My mom was diagnosed with skin cancer last week. This is her second bout with the ugly monster after surviving cancer-free for over 10 years. She is not coping with the news very well. They took a sample of the questionable spot on her cheek and will remove the rest of the tissue just before Thanksgiving. She will have a 2-inch scar. I don't have much doubt that she'll survive the cancer and the procedure is not too invasive. She and my dad won't be bothered by the scar as they will simply be happy she's alive.
My mom has struggled with some mental issues over the years too. I'm not sure exactly what her condition is, but it's somewhere between anxiety, depression, and slight schizophrenia. She's been on medication for as long as I remember. When I was in 5th grade she was hospitalized for a month after her mental state deteriorated to such an extent that she was not really functional - with irrational anxiety and thoughts. That was one of the toughest times in my life as I was still quite young and relied very much on her.

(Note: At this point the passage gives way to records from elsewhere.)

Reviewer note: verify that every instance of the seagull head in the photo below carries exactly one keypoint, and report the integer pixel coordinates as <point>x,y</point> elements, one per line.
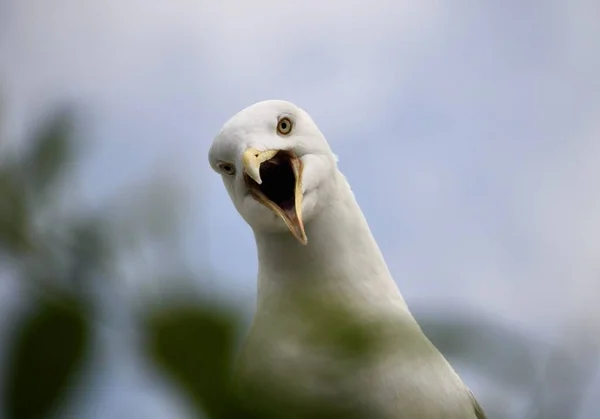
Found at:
<point>275,164</point>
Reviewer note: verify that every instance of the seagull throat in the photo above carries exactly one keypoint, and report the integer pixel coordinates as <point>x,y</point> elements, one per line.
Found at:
<point>280,190</point>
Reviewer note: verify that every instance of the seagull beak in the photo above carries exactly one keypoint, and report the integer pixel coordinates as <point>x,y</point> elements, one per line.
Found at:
<point>274,178</point>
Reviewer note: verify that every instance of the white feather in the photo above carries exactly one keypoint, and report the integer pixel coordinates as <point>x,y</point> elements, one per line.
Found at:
<point>407,378</point>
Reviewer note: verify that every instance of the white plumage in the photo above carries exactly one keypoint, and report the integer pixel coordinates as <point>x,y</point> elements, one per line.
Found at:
<point>313,241</point>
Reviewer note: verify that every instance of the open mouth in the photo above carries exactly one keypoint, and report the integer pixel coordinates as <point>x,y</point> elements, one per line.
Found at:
<point>281,190</point>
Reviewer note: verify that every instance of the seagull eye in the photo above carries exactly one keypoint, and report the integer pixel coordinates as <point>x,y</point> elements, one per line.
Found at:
<point>227,168</point>
<point>284,126</point>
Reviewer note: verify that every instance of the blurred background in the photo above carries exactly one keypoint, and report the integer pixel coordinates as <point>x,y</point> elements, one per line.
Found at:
<point>469,131</point>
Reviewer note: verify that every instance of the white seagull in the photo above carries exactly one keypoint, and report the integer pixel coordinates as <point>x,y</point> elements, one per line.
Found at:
<point>313,240</point>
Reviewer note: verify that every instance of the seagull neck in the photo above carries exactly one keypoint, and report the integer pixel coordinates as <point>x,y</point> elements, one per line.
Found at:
<point>342,256</point>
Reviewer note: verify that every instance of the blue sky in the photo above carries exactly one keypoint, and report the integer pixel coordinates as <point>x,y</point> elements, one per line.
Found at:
<point>469,132</point>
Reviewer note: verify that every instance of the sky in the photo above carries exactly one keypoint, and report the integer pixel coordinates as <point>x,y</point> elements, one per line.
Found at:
<point>469,132</point>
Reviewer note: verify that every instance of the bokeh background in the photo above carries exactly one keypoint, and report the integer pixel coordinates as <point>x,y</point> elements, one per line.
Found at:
<point>469,131</point>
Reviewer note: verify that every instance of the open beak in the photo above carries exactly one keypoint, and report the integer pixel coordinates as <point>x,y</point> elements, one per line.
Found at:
<point>274,178</point>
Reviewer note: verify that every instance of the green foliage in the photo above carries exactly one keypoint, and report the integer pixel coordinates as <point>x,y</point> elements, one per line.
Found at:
<point>195,345</point>
<point>47,351</point>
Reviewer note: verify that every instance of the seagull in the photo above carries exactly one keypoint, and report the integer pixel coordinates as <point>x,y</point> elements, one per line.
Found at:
<point>314,244</point>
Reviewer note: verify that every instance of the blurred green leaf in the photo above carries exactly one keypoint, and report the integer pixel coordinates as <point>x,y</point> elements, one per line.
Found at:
<point>195,347</point>
<point>14,215</point>
<point>49,152</point>
<point>47,352</point>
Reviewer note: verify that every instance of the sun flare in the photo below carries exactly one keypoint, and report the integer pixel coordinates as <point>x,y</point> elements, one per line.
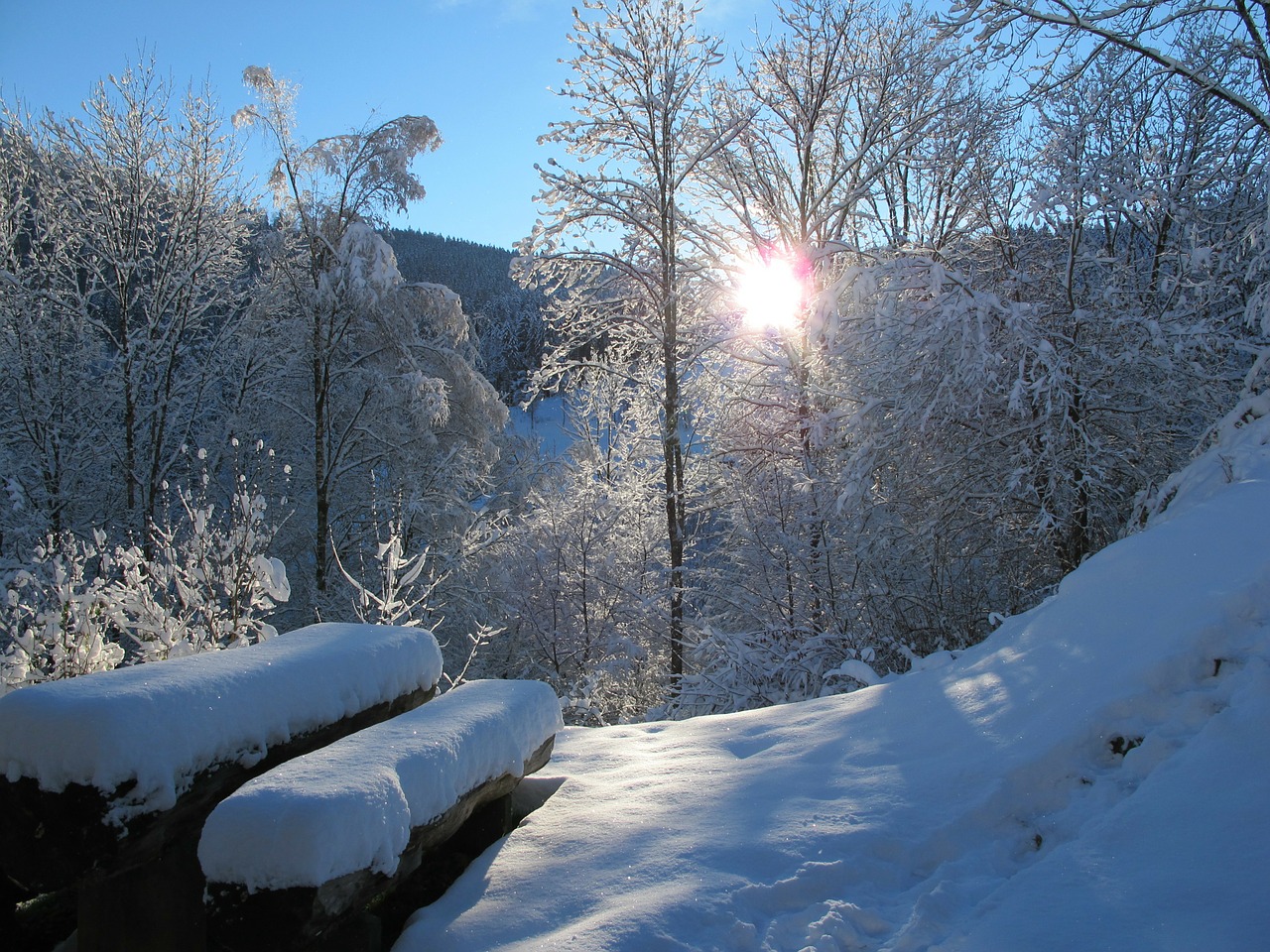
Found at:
<point>770,294</point>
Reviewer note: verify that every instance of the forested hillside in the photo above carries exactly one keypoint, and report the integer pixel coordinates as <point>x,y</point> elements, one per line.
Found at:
<point>507,317</point>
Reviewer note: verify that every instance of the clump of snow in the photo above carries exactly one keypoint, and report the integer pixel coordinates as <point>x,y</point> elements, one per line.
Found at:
<point>162,724</point>
<point>352,805</point>
<point>1092,775</point>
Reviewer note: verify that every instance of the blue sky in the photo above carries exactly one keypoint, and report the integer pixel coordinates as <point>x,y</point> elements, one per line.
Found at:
<point>481,68</point>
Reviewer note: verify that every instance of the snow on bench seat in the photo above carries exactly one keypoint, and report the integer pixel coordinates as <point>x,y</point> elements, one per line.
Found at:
<point>316,839</point>
<point>352,805</point>
<point>90,762</point>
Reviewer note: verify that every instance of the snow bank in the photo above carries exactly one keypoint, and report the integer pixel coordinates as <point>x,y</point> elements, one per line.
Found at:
<point>1093,775</point>
<point>352,805</point>
<point>163,722</point>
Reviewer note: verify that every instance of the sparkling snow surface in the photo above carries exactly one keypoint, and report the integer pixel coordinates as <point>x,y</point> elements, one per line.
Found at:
<point>975,805</point>
<point>162,722</point>
<point>350,805</point>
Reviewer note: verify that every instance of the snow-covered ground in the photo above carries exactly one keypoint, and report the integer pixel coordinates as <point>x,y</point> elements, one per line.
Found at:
<point>1096,775</point>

The cancer scare seems to have triggered another round of this irrational anxiety/thought. My grandmother came to visit from 4 hours away to try to straighten my mom out and get her back to normal. Her influence helped fight off another similar incident five years ago. This time, my mom is still in her panicked state of mind most of the day. She has flashes of normalcy, but keeps returning to this bad place. Her doctor says she's improving, so all we can do is hope the battle inside my mom's head plays out well and fast.
This type of incident is why I'm headed home. Life is short. Things can happen in an instant that forever change your life. A week ago, my mom was perfectly fine - and now she has a 2nd round of skin cancer and is literally struggling to stay sane. Again, I have no doubt that she will overcome both the mental issues and the skin cancer - but the process is scary. I pray for her to get better soon.